Ayaklarını ezdiği bedenden çekmiş ve odadaki masanın hemen arkasındaki camdan yıkılmış şehre bakmıştı. Eskisi gibi renkli değildi artık şehir, gri hüküm sürüyordu. Gökyüzü de böyledi. Adeta kıyameti andırıyordu. Ve acı olan, tüm dünyanın bu halde olmasıydı.

"Anlaşmamız, azınlıkta kalan insan nüfusuna dokunmamanızdı, karşılığında istediğinizi alacaktınız."

"Karşılığında mı? Hah, o asa zaten vampirlere ait."

"Ondan bahsetmiyorum, cidden, daha anlaşmayı bilmeyen bir aptalla konuştuğuma inanamıyorum."

Gözlerini camdan çekmiş ve elleri cebinde bir şekilde tekrar yerde yatan yaratığın yanına gidip, suratına okkalı bir tokat geçirmişti. Hissetmeyeceğini biliyordu, fakat hakimiyet onun elindeydi değil mi, istediğini yapardı.

"Baston, zavallı şey. Baston. İnsanları rahat bırakmanız karşılığında bastonu teslim edecektik. Fakat görüyorum ki insan soyunu her geçen gün yok etmeye yeminli gibisiniz, eh, sanırım git gide yaygınlaşan vampir hastalığınızı gidermek istemiyorsunuz. İnsanları öldürmeniz ya da dönüştürmeniz, sizin sonunuzu getirir aptallar. O baston olmadan, o elmas bastonun zümrütü olmadan, salgın hastalığınızın geçeceğini mi sanıyorunuz? Oh, pekala, sanmaya devam edin."

O baston vampirlerin tek kurtuluşuydu. Çünkü git gide yayılan salgın hastalıklarının panzehri o bastonun ucundaki, zümrüt taşında saklıydı. İnsanları rahat bırakmaları karşılığında, bastonu alacaklardı fakat sözlerinde durmuyorlardu. Bunlar, neylerine güveniyorlardı?

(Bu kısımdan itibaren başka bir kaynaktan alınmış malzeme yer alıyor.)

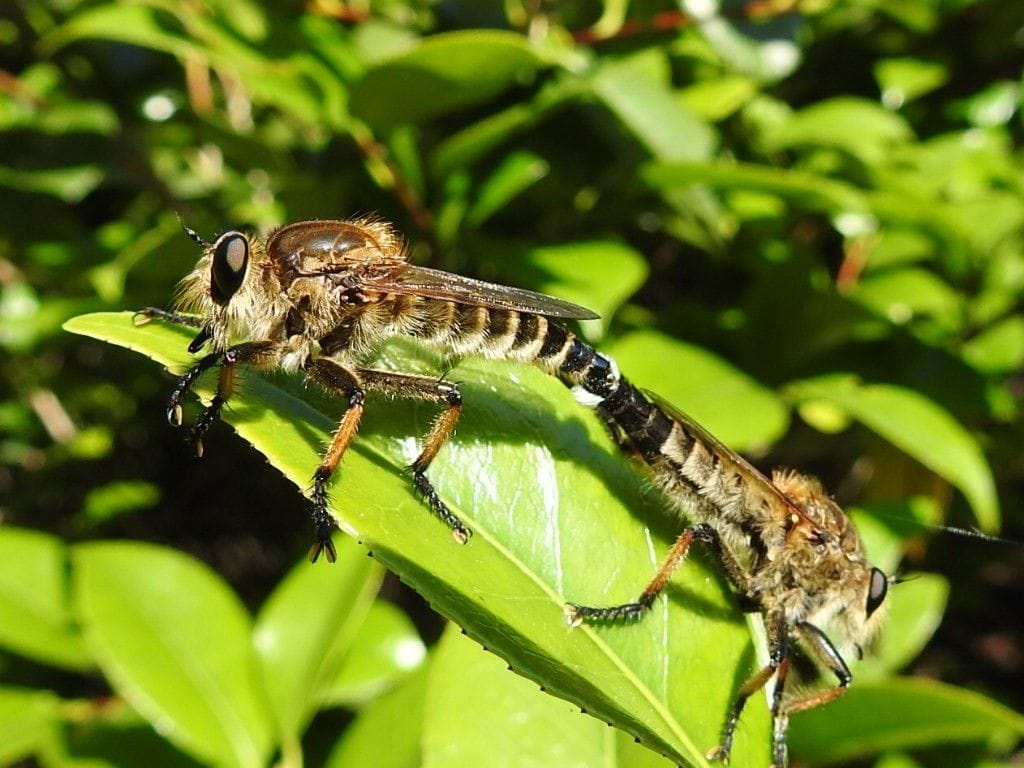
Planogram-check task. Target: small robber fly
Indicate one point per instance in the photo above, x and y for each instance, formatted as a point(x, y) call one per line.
point(787, 549)
point(322, 297)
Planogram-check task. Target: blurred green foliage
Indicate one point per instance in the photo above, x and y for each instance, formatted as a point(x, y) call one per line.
point(803, 223)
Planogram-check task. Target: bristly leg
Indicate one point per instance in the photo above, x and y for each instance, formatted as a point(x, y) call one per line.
point(147, 313)
point(336, 378)
point(430, 390)
point(578, 614)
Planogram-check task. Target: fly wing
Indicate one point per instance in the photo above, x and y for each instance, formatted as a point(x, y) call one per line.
point(420, 281)
point(752, 473)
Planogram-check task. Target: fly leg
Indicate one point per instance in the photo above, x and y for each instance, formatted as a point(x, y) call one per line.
point(335, 378)
point(778, 666)
point(436, 391)
point(258, 353)
point(147, 313)
point(821, 647)
point(705, 534)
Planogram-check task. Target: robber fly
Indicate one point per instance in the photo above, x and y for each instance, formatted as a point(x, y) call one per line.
point(321, 297)
point(785, 546)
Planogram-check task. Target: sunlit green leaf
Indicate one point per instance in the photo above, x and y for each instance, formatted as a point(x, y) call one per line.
point(474, 709)
point(919, 427)
point(901, 714)
point(176, 643)
point(30, 724)
point(534, 476)
point(388, 733)
point(35, 613)
point(385, 650)
point(443, 73)
point(305, 629)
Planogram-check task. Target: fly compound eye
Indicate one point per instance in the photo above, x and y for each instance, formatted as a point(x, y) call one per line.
point(230, 257)
point(877, 591)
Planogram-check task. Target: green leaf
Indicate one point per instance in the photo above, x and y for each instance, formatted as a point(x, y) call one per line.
point(175, 642)
point(733, 407)
point(812, 190)
point(119, 498)
point(864, 129)
point(920, 428)
point(386, 734)
point(557, 516)
point(998, 348)
point(599, 274)
point(901, 714)
point(718, 98)
point(30, 723)
point(900, 295)
point(637, 90)
point(35, 609)
point(305, 629)
point(442, 74)
point(385, 649)
point(915, 607)
point(70, 184)
point(903, 80)
point(476, 710)
point(517, 171)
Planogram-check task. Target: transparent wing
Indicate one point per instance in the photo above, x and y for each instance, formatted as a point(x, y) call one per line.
point(421, 281)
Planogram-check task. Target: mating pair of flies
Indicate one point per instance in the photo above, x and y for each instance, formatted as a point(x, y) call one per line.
point(321, 297)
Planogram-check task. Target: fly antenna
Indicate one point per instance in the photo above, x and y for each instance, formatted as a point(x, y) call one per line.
point(195, 236)
point(975, 534)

"Bay Kim, baston sizde olabilir ama, asa hala bizde. O asanın kapsadığı alanı biliyor musunuz? Aynı anda tam iki milyon insanın kanını bebek vampirlerimizi doyurmak için toplayabiliyoruz."

"Ama baston olmadan tedavi olamazsınız, değil mi? Devam edin. İnsanları yok etmeye devam edin ki, şuracıkta öleceğimi bilsem de ağzımı açıp, size bastonun yerini asla söylemeyeyim. Onu, ben söylemediğim sürece bulamazsınız. Diyelim ki, o asa ile insanları yok etmeye devam ettiniz, dünya üzerinde hiç insan kalmayana kadar... Dünyayı ele geçirdiniz, ama hastalığınızı yenemediniz. Teker teker ölme sırası size geçecek. Şunu anlayın artık, baston olmadan bir hiçsiniz. Ve ayrıca anlaşmayı bozmanızı sağlayacak güvence kaynağınız ne, onu da bilmiyorum. Ama bastonsuz iyileşemeyeceğiniz en büyük gerçek."